Abstract

In 1768, Joshua Reynolds became the first president of the newly-founded Royal Academy, and Captain James Cook’s first expedition to the Pacific set sail. The two events are not directly related, but Geoff Quilley uses them as a framework for his dense but rewarding thematic exploration of six decades of British visual culture. He argues that British art retreated from imperial influences and subject-matters in the face of the threat of revolutionary France. In keeping with the title, the book’s three parts begin in the furthest reaches of Britain’s first empire and converge slowly back to the heart of the maritime nation at Greenwich: Cook’s voyages feature heavily in the essays in Part One; the Atlantic world is the subject of Part Two; and Part Three focuses on images of sailors and naval battles during and after the wars of 1793–1815. Quilley is at his most effective and innovative when closely analysing a painting or following themes through an individual artist’s work. The second half of Chapter Three, for example, provides a lucid explanation of why William Hodges chose particular subjects in a series of paintings of Pacific islands from the 1770s. Quilley also effectively contrasts the artistic motivations and shipboard roles of Hodges, the artist on Cook’s second voyage, and John Webber, the artist on Cook’s third voyage.
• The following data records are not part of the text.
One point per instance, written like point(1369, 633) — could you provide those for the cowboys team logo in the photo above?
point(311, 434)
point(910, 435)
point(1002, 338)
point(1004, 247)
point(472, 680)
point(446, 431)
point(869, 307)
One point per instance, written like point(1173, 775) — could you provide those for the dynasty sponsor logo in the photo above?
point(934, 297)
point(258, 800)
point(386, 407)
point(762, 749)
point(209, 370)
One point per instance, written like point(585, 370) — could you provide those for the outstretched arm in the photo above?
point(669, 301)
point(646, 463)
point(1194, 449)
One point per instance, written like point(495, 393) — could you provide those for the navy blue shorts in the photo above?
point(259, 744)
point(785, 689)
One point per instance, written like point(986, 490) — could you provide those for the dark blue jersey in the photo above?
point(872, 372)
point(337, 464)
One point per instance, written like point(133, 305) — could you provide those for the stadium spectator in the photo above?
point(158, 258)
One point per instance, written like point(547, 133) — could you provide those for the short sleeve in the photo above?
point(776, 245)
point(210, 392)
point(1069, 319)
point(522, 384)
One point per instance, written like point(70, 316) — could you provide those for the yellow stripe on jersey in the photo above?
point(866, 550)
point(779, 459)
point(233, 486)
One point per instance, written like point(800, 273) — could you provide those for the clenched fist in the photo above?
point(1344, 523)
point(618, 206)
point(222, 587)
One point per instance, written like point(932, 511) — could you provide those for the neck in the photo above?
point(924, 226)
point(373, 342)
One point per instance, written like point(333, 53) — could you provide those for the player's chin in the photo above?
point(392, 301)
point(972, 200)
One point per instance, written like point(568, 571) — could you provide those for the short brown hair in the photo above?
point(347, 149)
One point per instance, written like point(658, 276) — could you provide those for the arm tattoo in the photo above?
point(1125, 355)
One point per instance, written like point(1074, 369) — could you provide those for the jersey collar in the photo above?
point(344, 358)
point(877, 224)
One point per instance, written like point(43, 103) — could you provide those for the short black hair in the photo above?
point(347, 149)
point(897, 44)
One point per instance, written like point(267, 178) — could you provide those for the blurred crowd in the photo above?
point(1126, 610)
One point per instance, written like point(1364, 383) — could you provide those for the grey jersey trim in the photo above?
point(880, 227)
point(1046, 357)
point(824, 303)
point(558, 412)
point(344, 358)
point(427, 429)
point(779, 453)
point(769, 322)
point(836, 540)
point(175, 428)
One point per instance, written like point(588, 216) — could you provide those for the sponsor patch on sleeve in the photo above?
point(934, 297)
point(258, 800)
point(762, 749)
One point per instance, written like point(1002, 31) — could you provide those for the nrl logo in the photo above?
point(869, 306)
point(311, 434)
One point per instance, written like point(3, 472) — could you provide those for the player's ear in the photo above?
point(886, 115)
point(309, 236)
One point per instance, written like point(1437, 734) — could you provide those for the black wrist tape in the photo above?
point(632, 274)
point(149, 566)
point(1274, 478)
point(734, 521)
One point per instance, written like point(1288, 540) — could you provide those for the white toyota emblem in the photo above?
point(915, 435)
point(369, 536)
His analysis of John Singleton Copley’s Watson and the Shark in Chapter Four is multidimensional and thorough, incorporating the significance of the racial, imperial and allusive elements of that remarkable painting. The last chapter, in which J.M.W. Turner’s Battle of Trafalgar is installed in the Naval Gallery in Greenwich Hospital, creatively uses the various competing paintings of the battle as an introduction to the historiographical and commercial competition between William James and Edward Pelham Brenton in the 1820s.